Sans qu’il y ait à faire entrer en ligne de compte sa dimension strictement théologique, la
scolastique présente pour sa part une définition très différente de l’humanité. Elle s’intéresse
également aux décisions individuelles de sujets dotés d’un libre-arbitre. Cette liberté,
notamment chez Olivi, est radicale, puisque aucune relation sociale ne pourrait procéder
d’une autre source. Mais, lorsqu’elle s’engage dans une relation vis-à-vis d’autrui, cette
liberté de la volonté est inséparable d’un sens moral qui fait préférer la justice à l’injustice,
d’une sollicitude envers les faibles et d’une orientation vers le bien commun de la collectivité.

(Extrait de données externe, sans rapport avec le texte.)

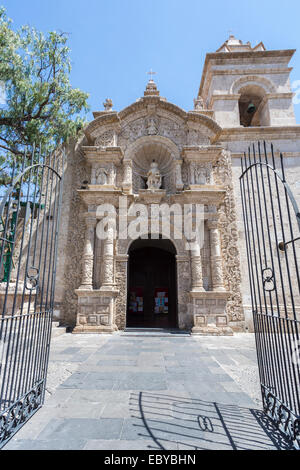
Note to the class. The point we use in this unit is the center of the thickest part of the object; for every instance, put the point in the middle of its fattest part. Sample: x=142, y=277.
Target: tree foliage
x=41, y=106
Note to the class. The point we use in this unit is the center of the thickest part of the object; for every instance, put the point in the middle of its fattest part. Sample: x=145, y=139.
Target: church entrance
x=152, y=287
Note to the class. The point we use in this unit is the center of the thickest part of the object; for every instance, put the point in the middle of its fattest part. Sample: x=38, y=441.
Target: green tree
x=41, y=107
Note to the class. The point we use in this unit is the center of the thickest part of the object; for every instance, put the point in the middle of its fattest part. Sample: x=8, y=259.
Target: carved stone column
x=178, y=175
x=216, y=258
x=108, y=260
x=192, y=172
x=112, y=174
x=196, y=262
x=127, y=178
x=88, y=254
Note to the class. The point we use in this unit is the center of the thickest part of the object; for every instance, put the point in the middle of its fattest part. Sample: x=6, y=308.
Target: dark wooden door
x=152, y=299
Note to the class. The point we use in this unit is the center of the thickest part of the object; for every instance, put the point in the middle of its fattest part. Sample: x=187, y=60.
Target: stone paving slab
x=132, y=392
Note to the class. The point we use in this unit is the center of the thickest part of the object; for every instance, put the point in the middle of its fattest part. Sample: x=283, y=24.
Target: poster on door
x=136, y=300
x=161, y=299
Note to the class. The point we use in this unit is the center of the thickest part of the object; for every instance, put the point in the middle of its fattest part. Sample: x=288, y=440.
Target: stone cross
x=151, y=73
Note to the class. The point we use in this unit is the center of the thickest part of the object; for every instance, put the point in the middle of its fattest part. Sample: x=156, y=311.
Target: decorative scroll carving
x=107, y=139
x=229, y=238
x=154, y=177
x=88, y=255
x=200, y=173
x=121, y=282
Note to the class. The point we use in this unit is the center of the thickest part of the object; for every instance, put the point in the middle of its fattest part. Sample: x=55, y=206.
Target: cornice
x=223, y=58
x=257, y=133
x=113, y=118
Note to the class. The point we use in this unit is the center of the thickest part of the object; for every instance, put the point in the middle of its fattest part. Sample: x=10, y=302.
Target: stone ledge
x=211, y=330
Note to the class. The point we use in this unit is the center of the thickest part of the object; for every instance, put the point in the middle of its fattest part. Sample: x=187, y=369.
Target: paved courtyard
x=170, y=392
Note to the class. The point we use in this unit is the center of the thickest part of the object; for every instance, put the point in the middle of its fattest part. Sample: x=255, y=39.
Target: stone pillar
x=196, y=263
x=93, y=175
x=112, y=175
x=108, y=259
x=178, y=175
x=192, y=172
x=127, y=178
x=88, y=254
x=215, y=257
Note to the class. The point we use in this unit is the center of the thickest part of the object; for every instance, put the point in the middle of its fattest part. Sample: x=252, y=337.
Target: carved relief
x=200, y=173
x=105, y=174
x=152, y=126
x=121, y=282
x=195, y=137
x=107, y=139
x=229, y=238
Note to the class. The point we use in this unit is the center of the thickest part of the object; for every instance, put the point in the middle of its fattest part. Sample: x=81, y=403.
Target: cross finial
x=151, y=73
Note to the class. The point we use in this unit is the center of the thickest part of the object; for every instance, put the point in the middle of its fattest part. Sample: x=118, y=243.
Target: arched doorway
x=152, y=286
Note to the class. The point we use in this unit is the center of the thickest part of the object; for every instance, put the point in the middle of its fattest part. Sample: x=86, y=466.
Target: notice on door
x=161, y=300
x=136, y=300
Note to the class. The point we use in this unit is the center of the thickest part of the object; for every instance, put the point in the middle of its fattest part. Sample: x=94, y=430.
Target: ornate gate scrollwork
x=29, y=223
x=272, y=225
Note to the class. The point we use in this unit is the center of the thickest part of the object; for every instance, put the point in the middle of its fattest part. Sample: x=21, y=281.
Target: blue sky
x=114, y=43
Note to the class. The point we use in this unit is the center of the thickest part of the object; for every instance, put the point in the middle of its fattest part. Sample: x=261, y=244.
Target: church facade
x=154, y=156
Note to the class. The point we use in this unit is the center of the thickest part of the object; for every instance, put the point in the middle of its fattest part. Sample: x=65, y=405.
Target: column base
x=209, y=312
x=211, y=330
x=96, y=311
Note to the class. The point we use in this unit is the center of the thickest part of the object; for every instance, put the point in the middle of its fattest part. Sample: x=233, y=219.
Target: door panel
x=151, y=273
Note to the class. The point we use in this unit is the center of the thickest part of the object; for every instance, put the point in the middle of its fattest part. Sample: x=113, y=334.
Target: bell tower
x=248, y=86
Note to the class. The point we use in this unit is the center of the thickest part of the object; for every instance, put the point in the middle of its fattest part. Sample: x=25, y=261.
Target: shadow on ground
x=194, y=424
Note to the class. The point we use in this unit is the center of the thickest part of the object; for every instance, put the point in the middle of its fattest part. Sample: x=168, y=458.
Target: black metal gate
x=272, y=225
x=29, y=220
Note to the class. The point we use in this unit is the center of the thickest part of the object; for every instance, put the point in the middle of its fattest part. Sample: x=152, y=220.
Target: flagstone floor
x=127, y=392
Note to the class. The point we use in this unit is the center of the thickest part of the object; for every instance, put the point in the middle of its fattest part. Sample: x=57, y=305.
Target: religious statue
x=154, y=177
x=200, y=175
x=101, y=176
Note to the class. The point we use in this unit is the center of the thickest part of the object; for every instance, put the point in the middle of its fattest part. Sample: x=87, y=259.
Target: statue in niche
x=101, y=176
x=154, y=177
x=152, y=127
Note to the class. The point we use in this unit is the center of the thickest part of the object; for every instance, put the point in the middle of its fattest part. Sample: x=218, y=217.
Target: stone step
x=57, y=330
x=159, y=332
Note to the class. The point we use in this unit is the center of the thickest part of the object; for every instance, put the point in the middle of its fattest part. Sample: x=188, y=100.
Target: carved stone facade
x=195, y=155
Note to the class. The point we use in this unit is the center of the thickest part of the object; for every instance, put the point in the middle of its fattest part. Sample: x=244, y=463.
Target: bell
x=251, y=108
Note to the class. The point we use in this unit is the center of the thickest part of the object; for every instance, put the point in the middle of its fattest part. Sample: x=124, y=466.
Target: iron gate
x=29, y=222
x=272, y=225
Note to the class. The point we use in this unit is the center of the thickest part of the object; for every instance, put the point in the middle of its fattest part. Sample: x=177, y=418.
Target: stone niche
x=151, y=158
x=209, y=309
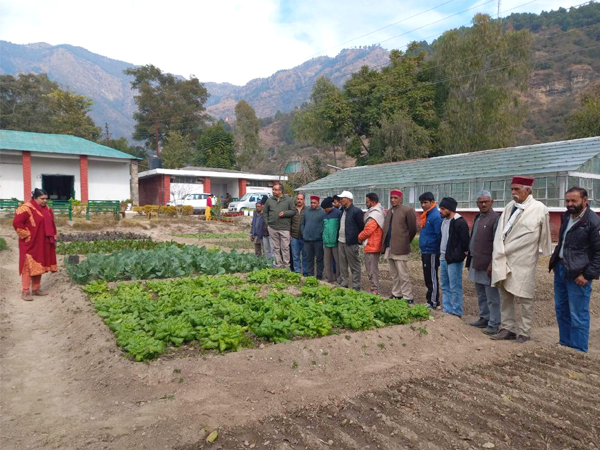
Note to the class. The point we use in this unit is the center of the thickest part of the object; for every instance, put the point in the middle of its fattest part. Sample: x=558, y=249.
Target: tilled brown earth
x=544, y=400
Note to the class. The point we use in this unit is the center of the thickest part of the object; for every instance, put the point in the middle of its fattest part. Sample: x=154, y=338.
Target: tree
x=24, y=104
x=34, y=103
x=482, y=73
x=166, y=104
x=399, y=138
x=326, y=120
x=585, y=122
x=247, y=142
x=70, y=115
x=177, y=151
x=216, y=148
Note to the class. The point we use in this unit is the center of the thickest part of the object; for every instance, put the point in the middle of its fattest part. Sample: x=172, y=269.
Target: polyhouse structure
x=66, y=167
x=556, y=166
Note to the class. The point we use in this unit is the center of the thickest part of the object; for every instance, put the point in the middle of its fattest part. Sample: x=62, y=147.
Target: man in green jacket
x=278, y=213
x=331, y=226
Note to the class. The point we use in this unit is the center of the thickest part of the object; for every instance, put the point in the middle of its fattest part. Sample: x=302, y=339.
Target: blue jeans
x=451, y=282
x=299, y=256
x=572, y=304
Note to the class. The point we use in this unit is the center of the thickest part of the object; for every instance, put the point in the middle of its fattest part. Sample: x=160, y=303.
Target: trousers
x=349, y=260
x=280, y=245
x=372, y=266
x=509, y=306
x=572, y=305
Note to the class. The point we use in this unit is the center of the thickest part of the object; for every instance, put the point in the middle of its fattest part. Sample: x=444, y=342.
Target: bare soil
x=442, y=384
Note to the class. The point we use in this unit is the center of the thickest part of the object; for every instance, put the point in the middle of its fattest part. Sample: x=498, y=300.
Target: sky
x=238, y=40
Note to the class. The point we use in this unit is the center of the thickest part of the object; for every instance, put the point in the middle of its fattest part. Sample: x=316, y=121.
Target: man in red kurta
x=34, y=223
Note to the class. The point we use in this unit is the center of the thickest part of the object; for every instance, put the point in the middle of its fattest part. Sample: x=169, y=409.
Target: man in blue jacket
x=352, y=223
x=429, y=243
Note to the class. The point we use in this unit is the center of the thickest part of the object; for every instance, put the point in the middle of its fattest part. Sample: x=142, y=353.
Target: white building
x=159, y=186
x=64, y=166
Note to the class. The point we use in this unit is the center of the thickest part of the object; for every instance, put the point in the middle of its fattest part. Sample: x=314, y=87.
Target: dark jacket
x=272, y=209
x=355, y=223
x=430, y=235
x=257, y=229
x=399, y=229
x=311, y=225
x=458, y=241
x=582, y=246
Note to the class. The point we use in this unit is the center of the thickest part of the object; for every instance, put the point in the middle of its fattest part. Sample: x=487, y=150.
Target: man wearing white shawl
x=523, y=232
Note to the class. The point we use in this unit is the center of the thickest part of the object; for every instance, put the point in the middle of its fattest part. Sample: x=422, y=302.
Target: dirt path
x=64, y=384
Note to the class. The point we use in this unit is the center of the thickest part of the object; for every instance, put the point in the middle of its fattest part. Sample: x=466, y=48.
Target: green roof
x=563, y=156
x=26, y=141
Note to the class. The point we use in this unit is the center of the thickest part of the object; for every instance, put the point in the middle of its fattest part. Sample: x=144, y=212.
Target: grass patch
x=227, y=312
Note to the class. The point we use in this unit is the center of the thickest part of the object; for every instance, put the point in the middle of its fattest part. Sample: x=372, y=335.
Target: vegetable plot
x=100, y=236
x=83, y=248
x=227, y=312
x=165, y=262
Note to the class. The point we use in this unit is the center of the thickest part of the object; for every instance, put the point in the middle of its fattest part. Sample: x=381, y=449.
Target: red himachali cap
x=525, y=181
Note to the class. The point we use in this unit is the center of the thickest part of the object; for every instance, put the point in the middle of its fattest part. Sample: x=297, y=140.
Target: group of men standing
x=500, y=252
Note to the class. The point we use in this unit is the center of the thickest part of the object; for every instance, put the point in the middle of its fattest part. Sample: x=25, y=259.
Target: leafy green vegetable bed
x=83, y=248
x=227, y=312
x=100, y=236
x=165, y=262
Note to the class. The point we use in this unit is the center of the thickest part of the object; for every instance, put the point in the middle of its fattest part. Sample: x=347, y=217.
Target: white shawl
x=515, y=257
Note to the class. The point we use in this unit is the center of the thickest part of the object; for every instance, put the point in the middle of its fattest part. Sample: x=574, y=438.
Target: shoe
x=490, y=331
x=504, y=335
x=481, y=323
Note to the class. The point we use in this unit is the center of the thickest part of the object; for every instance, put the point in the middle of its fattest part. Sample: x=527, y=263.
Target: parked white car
x=198, y=201
x=248, y=201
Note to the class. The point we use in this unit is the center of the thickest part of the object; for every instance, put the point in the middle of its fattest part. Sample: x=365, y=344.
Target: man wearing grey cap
x=479, y=262
x=352, y=223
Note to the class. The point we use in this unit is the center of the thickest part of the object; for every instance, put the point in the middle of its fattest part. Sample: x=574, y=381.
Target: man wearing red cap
x=523, y=230
x=399, y=229
x=311, y=228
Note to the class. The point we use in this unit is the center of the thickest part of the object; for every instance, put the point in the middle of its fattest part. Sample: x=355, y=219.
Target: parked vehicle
x=198, y=201
x=248, y=201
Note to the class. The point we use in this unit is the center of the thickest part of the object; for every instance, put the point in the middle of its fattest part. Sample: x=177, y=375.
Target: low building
x=159, y=186
x=556, y=167
x=64, y=166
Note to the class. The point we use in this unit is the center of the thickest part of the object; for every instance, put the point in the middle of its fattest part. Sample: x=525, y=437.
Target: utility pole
x=106, y=133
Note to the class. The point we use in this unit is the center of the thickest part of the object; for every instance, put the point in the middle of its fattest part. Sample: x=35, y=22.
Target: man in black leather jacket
x=576, y=262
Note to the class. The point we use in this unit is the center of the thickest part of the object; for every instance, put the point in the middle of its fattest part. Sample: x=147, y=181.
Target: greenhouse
x=556, y=166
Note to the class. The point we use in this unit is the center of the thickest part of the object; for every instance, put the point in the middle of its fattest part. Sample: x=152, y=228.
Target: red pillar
x=83, y=178
x=166, y=190
x=26, y=176
x=242, y=187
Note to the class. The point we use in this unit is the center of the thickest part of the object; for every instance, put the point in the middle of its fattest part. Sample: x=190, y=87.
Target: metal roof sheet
x=563, y=156
x=56, y=143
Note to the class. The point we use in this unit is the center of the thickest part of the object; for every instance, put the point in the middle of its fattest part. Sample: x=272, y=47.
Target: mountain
x=103, y=80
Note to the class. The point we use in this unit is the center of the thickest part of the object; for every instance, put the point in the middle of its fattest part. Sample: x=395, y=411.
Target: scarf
x=424, y=214
x=48, y=221
x=513, y=218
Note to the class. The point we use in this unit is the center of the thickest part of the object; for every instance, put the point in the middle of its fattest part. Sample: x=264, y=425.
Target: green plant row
x=214, y=235
x=83, y=248
x=226, y=313
x=165, y=262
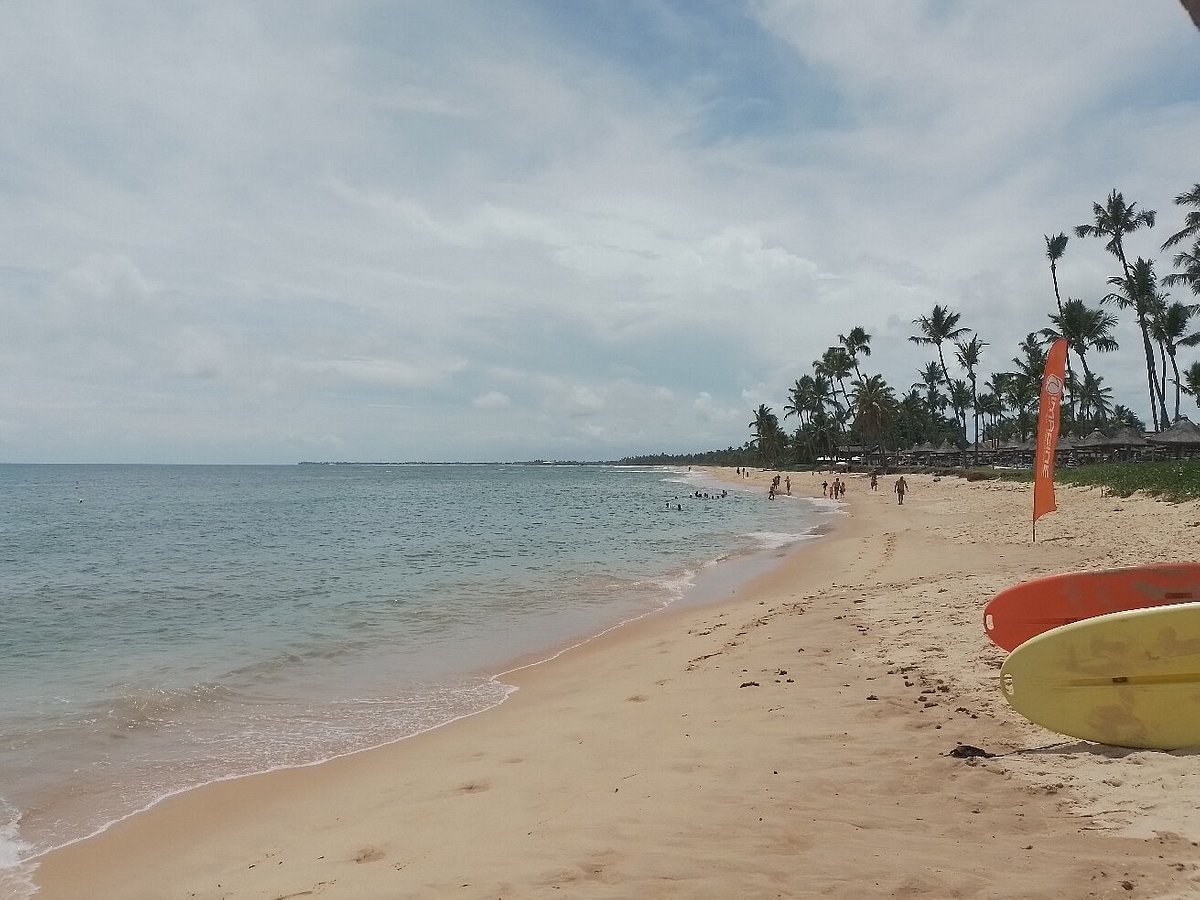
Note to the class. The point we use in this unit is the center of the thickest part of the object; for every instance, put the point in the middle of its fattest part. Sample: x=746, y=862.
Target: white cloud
x=492, y=400
x=231, y=233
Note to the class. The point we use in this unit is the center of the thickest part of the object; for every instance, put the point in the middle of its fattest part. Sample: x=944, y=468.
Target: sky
x=514, y=229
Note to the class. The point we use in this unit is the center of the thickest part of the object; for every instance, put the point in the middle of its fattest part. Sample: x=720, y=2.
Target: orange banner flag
x=1049, y=407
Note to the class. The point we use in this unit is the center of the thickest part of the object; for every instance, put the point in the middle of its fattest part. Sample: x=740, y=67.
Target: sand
x=790, y=741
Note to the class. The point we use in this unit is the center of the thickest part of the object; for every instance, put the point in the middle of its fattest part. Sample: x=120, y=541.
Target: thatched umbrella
x=1093, y=442
x=1182, y=433
x=1127, y=436
x=1177, y=437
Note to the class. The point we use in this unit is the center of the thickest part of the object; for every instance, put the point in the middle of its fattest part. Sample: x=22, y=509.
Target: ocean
x=165, y=627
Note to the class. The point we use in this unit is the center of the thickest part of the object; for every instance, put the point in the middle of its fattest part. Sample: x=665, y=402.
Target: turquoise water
x=166, y=627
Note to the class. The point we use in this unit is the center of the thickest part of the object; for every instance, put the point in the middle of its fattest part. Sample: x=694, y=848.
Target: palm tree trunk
x=1175, y=367
x=1054, y=274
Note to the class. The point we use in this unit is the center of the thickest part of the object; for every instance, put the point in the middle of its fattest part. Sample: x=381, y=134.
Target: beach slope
x=791, y=741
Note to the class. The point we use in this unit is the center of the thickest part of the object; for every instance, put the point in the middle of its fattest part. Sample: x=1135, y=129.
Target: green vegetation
x=840, y=406
x=1173, y=480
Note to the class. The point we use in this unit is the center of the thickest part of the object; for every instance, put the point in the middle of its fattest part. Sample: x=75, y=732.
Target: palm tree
x=1123, y=415
x=1188, y=262
x=875, y=407
x=1084, y=328
x=834, y=364
x=1192, y=381
x=960, y=399
x=1024, y=385
x=1055, y=247
x=967, y=353
x=930, y=381
x=799, y=399
x=1139, y=291
x=913, y=417
x=939, y=327
x=1191, y=221
x=766, y=435
x=1114, y=221
x=1095, y=396
x=856, y=343
x=1170, y=329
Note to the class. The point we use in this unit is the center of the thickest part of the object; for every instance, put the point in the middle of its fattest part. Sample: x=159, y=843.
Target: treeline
x=840, y=406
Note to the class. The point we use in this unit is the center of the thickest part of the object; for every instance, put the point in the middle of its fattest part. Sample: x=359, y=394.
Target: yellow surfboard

Ces dimensions n’apparaissent pas dans un second temps, comme des pièces rapportées, mais
dans le moment même où se noue la relation avec autrui. Le contrat ne sanctionne pas
simplement l’accord des volontés, mais également leur engagement dans une communauté et
face à une institution qui garantira l’exécution du contrat. Assurément, les situations
envisagées sont souvent très éloignées de celles que peut considérer l’économie
contemporaine. La principale source d’écart vient de ce que cette dernière laisse souvent dans
l’ombre les médiations politiques, juridiques et morales qu’elle suppose en réalité. Tous ces
traits que l’éthique des rapports contractuels permet de penser ne sont pas des reliques d’un
autre âge. Ils composent une vision plus complète de notre humanité, de la nature de nos actes
sociaux et de notre responsabilité à l’égard d’autrui et des collectivités au sein desquelles nous
agissons. À ce titre, la pensée des scolastiques peut assurément valoir comme critique de
l’économie politique.

41
Amartya SEN , Éthique et économie, Paris, 1993 [éd. originale 1991].